Monday, Mar. 03, 1947
Invitation to Learning
Some sensitive souls insisted on thinking that the new U.S.-Canadian defense agreement (TIME, Feb. 24) was something it was not. Moscow's Izvestia said the agreement had "clearly aggressive characteristics." A Moscow radio commentator cried: "There are [U.S.] troops everywhere [in the Arctic], and in such places as ... Churchill they experiment with jet-propelled planes." Such sniping was not confined to Russia. Saskatchewan's socialist Agriculture Minister Isidore Nollet, U.S.-born and a U.S. veteran of World War I, complained that there were U.S. troops stationed at North Battleford, Sask., and that they should be told to go home.
Tired of such talk, National Defense Minister Brooke Claxton made a public answer: "All the discussion and veiled charges about what is going on [at Churchill] have no foundation in fact." To prove it, he forthwith invited the Ottawa military attaches of ten foreign countries, including Russia, to go to Churchill, Man., to see for themselves.
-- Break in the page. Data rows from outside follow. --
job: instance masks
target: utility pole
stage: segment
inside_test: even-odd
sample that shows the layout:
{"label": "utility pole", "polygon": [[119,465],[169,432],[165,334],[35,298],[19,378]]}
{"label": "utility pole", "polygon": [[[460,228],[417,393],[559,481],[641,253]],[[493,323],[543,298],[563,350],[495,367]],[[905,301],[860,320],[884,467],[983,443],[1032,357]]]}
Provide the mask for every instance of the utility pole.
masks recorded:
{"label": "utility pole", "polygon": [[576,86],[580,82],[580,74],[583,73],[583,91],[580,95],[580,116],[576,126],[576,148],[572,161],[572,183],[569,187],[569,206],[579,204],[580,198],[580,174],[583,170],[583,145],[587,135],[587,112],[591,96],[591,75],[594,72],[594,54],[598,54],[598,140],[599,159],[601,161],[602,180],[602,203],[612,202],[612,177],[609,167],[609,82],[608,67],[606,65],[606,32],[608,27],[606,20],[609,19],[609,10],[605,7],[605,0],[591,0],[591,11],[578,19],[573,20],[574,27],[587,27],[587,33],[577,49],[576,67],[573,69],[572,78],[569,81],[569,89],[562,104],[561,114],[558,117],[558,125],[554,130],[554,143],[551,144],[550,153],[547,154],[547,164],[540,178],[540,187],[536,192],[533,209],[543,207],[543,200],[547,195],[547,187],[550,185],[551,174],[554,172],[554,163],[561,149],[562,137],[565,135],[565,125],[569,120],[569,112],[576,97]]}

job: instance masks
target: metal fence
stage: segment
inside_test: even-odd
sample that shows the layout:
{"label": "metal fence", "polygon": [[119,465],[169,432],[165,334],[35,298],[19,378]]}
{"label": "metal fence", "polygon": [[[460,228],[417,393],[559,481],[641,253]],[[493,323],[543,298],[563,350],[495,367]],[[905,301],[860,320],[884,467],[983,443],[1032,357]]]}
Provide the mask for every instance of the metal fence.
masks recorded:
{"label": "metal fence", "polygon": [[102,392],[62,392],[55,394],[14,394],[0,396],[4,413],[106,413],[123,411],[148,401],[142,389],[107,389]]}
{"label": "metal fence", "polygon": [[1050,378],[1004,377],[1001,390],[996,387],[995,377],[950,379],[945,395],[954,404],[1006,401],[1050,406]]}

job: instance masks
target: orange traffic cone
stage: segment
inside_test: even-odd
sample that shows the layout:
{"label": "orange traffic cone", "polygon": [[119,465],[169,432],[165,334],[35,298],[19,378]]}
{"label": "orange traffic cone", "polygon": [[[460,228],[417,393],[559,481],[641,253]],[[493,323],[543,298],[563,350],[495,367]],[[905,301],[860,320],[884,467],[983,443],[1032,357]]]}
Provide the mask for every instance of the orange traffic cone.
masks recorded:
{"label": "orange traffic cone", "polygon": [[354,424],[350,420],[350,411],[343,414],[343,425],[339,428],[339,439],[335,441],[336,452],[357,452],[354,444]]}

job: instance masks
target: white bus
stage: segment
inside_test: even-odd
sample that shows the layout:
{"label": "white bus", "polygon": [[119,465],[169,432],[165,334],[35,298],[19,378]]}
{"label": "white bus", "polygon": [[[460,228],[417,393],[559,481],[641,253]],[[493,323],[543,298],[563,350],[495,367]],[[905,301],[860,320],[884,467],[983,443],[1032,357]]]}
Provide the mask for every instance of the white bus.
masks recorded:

An inkling of what the junketeers would see came from Winnipeg, where the U.S.Canadian Permanent Joint Board on Defense was holding one of its periodic meetings. Canadian Chairman Andrew G. L. McNaughton and U.S. Chairman Fiorello LaGuardia hopped up to Churchill on a tour of their own. They reported that there were 1,000 soldiers, civilians and their wives (including 130 Americans) at Churchill on the bleak western shore of Hudson Bay. Artillery, machine guns, snowmobiles and winter clothing are being tested there. So are a few planes -- DC-35, Mosquitoes, and a Halifax. Jet-propelled planes? Said McNaughton:'"There is nothing of that sort up there. . . . There is not a thing we are the least anxious about. I'm afraid if anyone is expecting something like rockets capable of reaching the moon, he will be disappointed."